Sequential Therapy Versus Quadruple Therapy as Second Line Treatment After Failure of the Standard Triple Therapy for H Pylori Infection

Soroka University Medical Center

Status and phase

Completed

Phase 3

Conditions

Optimization of Second Line Treatment Protocol for H Pylori Eradication

Treatments

Drug: Lansoprazole, Bismuth Subsalicylate, Metronidazole, Tetracycline

Drug: Lansoprazole , Tab Amoxycillin , Tab Clarithromycin ,Tab Tinidazole

Study type

Interventional

Funder types

Other

Identifiers

NCT01481844

sor006811ctil

Details and patient eligibility

About

The aim of this study is to evaluate the efficacy of sequential therapy, i.e. 5 days of PPI + amoxicillin followed by 5 days of PPI + two antimicrobial drugs( clarithromycin and tinidazole ) versus quadruple drug regimen( i.e.-14 days of PPI+ bismuth + metronidazole + tetracycline ) as second line treatment of H. pylori .

Full description

a total of 101 patients were randomized to 2 groups : 50 in sequential group and 51 patients in quadruple group . mean age was 43 in both groups. In sequential therapy group 42 patients(84%) completed the treatment , 39 patients returned to follow up . In quadruple group only 33 patients (64.7%) completed the treatment , 29 of them returned to follow up.

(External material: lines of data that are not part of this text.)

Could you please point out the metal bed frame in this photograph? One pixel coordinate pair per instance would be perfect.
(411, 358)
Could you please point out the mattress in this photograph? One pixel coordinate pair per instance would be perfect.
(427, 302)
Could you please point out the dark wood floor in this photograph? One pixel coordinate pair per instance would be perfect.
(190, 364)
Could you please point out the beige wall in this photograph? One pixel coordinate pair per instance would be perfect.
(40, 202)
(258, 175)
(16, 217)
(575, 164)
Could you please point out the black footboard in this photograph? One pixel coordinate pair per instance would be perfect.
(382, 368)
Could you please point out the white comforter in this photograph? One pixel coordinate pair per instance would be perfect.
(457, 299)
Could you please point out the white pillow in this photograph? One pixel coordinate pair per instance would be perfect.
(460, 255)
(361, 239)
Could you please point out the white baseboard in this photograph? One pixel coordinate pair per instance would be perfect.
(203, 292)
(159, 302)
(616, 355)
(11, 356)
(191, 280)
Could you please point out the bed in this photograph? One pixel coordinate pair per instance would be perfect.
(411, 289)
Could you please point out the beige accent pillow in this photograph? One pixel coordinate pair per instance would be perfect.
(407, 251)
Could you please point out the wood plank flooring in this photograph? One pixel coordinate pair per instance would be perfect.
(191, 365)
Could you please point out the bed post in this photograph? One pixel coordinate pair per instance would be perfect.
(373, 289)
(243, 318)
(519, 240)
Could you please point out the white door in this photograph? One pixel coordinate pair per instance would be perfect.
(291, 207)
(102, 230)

Compliance to the treatment was significant better in sequential group comparative to quadruple .Sides effects connected to gastro-intestinal tract were reported in 27(65.9%) of quadruple group patients and in 19(43.2%)of sequential group.

The H pylori was eradicated in 23 of 39 patients in sequential group(59%), and in 19 of the 29 patients in quadruple group(65.5%). no comorbidities like smoking, diabetes or other influenced the efficacy of eradication.

Sequential therapy showed the same eradication rate as second line treatment of H pylori as quadruple one, but was associated with better compliance and less adverse effects.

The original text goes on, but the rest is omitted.